This bill boosts transparency and data-driven oversight to improve prenatal and postpartum care for incarcerated people and incentivizes state compliance with funding levers, but it creates administrative burdens, potential funding penalties, and risks of facility-level stigma during implementation.
Pregnant and postpartum people in custody nationwide will be tracked with quarterly statewide data, producing actionable information on gaps in prenatal and postpartum care and enabling identification of practices that can reduce stillbirths, maternal/neonatal deaths, and preterm births.
Public posting of aggregated reports will increase transparency and enable public and congressional accountability for correctional facilities' treatment of pregnant people in custody.
A Department of Justice study and required congressional reporting can identify evidence-based practices and policy changes that improve maternal and neonatal outcomes in custody.
State and local correctional systems will incur new administrative costs and operational burdens to collect, aggregate, and submit detailed quarterly data across custodial facilities.
Noncompliant states risk losing up to 10% of JAG grant funding, which could reduce resources for local public-safety and related programs.
Correctional medical providers and health systems may face rapid changes in recordkeeping and screening practices to meet the new reporting elements and timelines, creating operational strain and potential short-term disruption in care delivery.
Based on analysis of 2 sections of legislative text.
Requires states receiving certain JAG funds to submit quarterly anonymized reports on pregnancies and births in custody with specified data elements and penalties for noncompliance.
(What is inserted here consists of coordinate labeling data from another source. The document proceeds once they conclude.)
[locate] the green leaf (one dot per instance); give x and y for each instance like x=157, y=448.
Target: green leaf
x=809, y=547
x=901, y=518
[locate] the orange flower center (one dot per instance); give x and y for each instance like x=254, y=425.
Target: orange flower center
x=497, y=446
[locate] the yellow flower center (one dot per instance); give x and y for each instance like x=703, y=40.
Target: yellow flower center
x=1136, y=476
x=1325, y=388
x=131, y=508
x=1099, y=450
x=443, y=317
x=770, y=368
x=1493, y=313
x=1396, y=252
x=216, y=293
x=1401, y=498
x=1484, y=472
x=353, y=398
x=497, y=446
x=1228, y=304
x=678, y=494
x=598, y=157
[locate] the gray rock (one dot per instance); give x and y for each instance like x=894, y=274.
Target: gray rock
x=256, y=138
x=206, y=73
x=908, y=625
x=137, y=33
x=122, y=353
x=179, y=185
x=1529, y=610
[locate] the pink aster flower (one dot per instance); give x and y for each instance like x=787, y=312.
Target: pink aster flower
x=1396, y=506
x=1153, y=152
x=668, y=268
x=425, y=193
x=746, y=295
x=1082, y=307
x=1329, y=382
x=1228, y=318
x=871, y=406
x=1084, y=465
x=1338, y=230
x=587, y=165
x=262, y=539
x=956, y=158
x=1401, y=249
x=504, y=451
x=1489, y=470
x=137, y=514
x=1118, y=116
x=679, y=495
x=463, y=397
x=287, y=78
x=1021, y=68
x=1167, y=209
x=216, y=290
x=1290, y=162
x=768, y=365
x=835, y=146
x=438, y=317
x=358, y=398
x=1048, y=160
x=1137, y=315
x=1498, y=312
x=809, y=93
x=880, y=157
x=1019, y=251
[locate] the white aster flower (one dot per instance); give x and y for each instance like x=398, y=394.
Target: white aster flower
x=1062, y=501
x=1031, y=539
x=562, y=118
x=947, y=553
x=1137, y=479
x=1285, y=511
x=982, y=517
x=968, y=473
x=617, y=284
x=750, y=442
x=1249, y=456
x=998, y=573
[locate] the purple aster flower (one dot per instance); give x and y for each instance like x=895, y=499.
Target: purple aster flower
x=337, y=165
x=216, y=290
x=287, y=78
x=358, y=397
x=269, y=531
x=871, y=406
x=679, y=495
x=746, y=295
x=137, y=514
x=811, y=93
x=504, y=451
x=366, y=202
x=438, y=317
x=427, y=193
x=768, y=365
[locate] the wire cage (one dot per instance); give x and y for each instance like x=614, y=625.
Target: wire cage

Introduced October 31, 2025 by Frederica Wilson · Last progress October 31, 2025
Requires states that receive certain Justice Assistance Grant (JAG) funds to submit quarterly, anonymized aggregate reports to the Attorney General on people who were pregnant or gave birth while in state or local custody. The reports must include specific data elements (counts, race/ethnicity, timing of admission/release, pregnancy testing and prenatal/postpartum care, pregnancy outcomes, use of restraints, restrictive housing, and locations of care), prohibit personally identifiable information, and will be publicly posted. States have 120 days from enactment (plus one possible 120-day extension) to comply; the Attorney General may cut up to 10% of a noncompliant state's relevant JAG formula allocation for later fiscal years and reallocate withheld funds to compliant states. The Attorney General must study the data and report findings to Congress within two years.